With local LLM inference in place, you can build a complete voice-driven assistant by adding speech input, speech output, wake word detection, and optional MCP tool invocation.

  • Wake word detection (Porcupine): Acts as the entry point to the assistant. It continuously monitors audio and activates the pipeline only when a predefined wake phrase is detected, keeping the system idle otherwise.

  • Speech-to-text (Cheetah Streaming STT): Handles user input after activation by converting spoken queries into text that can be passed directly to the LLM for interpretation and response generation.

  • Integration with MCP (optional): Serves as the decision and reasoning layer of the assistant. It generates natural-language responses and, when needed, invokes external tools or system actions through the Model Context Protocol (MCP).

  • Text-to-speech (Orca Streaming TTS): Converts generated text into audible speech, allowing responses to be spoken aloud back to the user in real time.

Start Building

Frequently Asked Questions

Can I run local LLM inference without an internet connection?

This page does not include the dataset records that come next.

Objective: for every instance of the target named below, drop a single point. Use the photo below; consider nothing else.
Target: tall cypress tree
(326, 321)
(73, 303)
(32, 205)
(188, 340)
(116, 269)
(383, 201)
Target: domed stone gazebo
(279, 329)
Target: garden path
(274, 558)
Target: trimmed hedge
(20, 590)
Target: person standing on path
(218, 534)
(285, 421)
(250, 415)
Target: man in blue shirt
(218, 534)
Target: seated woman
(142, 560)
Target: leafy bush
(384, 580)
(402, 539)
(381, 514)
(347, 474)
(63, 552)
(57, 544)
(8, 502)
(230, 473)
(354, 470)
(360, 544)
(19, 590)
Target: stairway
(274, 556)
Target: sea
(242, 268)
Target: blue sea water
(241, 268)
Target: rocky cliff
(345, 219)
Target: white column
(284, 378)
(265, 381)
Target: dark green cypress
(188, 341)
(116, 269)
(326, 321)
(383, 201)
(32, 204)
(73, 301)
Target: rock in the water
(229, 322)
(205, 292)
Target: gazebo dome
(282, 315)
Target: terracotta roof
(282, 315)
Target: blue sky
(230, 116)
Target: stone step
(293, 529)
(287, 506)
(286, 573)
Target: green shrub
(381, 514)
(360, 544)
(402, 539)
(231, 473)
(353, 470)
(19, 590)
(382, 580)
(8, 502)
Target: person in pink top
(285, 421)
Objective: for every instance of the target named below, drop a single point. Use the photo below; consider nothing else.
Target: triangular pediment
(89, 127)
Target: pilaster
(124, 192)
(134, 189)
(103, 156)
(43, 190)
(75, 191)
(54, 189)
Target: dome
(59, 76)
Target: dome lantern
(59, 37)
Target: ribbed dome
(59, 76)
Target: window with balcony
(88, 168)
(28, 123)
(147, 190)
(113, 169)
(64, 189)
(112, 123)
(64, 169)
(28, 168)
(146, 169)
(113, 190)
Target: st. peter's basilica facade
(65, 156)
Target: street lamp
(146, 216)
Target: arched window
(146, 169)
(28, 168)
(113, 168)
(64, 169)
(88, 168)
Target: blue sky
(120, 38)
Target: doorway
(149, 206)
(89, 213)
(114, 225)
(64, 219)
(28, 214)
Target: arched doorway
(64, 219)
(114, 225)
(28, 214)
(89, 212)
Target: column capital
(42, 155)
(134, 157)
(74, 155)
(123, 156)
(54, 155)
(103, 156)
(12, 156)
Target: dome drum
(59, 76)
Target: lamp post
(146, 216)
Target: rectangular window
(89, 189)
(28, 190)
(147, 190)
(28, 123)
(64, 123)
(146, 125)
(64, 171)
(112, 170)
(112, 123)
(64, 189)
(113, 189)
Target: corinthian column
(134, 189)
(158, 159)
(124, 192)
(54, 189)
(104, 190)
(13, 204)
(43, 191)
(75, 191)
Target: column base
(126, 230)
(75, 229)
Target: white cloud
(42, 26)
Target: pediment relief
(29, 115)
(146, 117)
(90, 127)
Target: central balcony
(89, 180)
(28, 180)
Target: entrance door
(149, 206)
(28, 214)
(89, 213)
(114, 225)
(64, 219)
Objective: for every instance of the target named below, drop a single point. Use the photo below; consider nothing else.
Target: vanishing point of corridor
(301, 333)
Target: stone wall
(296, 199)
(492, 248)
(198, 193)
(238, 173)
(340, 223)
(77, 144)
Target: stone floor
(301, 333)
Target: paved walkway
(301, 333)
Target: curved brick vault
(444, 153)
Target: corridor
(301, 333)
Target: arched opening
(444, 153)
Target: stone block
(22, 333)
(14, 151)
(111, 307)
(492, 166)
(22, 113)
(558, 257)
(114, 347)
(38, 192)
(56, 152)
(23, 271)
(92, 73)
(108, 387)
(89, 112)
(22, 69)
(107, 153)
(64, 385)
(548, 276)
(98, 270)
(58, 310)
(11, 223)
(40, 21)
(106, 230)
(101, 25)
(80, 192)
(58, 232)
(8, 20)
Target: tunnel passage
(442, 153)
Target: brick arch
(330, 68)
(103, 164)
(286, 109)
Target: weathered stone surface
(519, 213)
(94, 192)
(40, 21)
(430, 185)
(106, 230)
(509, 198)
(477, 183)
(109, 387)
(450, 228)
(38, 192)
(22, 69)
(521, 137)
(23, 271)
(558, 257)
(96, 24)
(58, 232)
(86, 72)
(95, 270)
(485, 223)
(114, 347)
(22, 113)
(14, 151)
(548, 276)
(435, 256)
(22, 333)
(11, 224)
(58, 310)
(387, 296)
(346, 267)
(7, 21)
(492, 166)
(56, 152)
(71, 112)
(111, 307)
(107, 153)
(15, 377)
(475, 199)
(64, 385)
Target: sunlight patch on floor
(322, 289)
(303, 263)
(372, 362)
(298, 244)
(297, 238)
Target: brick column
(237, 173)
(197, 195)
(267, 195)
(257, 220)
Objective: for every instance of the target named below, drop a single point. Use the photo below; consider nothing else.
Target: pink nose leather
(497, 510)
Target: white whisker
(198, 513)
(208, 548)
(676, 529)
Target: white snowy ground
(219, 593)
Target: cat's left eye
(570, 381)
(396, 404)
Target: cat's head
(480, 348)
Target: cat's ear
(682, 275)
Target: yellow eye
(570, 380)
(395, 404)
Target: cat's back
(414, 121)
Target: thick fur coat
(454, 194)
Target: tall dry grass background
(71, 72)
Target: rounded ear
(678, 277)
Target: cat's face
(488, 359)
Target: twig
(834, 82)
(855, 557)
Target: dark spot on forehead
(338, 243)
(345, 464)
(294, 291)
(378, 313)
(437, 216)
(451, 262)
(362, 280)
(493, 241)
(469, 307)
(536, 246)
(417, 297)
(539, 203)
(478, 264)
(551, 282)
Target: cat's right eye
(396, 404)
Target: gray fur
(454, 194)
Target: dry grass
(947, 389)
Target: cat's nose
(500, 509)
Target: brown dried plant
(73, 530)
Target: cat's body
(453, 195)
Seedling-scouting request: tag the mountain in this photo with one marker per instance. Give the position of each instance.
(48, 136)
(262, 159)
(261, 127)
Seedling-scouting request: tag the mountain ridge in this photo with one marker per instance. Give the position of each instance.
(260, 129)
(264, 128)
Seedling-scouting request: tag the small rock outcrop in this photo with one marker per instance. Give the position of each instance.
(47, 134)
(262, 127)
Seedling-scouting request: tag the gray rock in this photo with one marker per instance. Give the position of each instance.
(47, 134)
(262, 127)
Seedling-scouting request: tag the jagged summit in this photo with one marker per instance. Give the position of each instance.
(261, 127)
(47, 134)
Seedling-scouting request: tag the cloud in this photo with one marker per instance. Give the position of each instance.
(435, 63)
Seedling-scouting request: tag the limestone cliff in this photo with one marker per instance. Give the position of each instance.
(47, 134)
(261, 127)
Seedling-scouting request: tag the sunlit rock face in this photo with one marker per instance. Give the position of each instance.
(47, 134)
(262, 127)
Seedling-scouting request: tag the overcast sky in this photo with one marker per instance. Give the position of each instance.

Once you've downloaded the model file and obtained your AccessKey, picoLLM runs inference completely offline. The AccessKey validation happens during initialization and can work offline after initial verification. All inference runs locally on your device without any external API calls.

Which quantized models work best for embedded systems and Raspberry Pi?

Smaller models like Phi-2, Gemma-2B, or Llama-3.2-1B work well on devices with 4-8GB RAM. These quantized models are optimized for resource-constrained environments while maintaining reasonable output quality.

How does temperature affect LLM text generation quality?

Temperature controls randomness in token selection. Low temperature (0.1-0.3) makes output deterministic and focused, ideal for factual tasks, code generation, or structured data extraction. High temperature (0.7-1.0) increases creativity and diversity, better for creative writing or brainstorming.

How do I run an LLM locally in C?

To run an LLM in C, you need a quantized model file, an inference engine with C bindings, and hardware acceleration support. Start by downloading a quantized model—these compressed versions reduce memory usage and improve inference speed on local hardware. Next, choose an inference engine that provides native C bindings. Popular options include llama.cpp, which offers a C-compatible API, and picoLLM, which provides a native C SDK designed for cross-platform deployment on Windows, macOS, Linux, and Raspberry Pi. The basic workflow involves initializing the inference engine, loading your model into memory, configuring generation parameters like temperature and max tokens, and calling the inference function with your prompt. Most engines support streaming callbacks for token-by-token output. For production applications, you'll need to handle memory management, error checking, threading, and hardware acceleration. The picoLLM C SDK includes built-in support for these requirements with comprehensive documentation for local LLM inference in C.

Can I use picoLLM with GPU acceleration for faster inference?

Yes, picoLLM supports GPU acceleration on compatible hardware. Set device_string to "gpu" or "best" (automatic selection). GPU acceleration significantly speeds up inference, especially for larger models.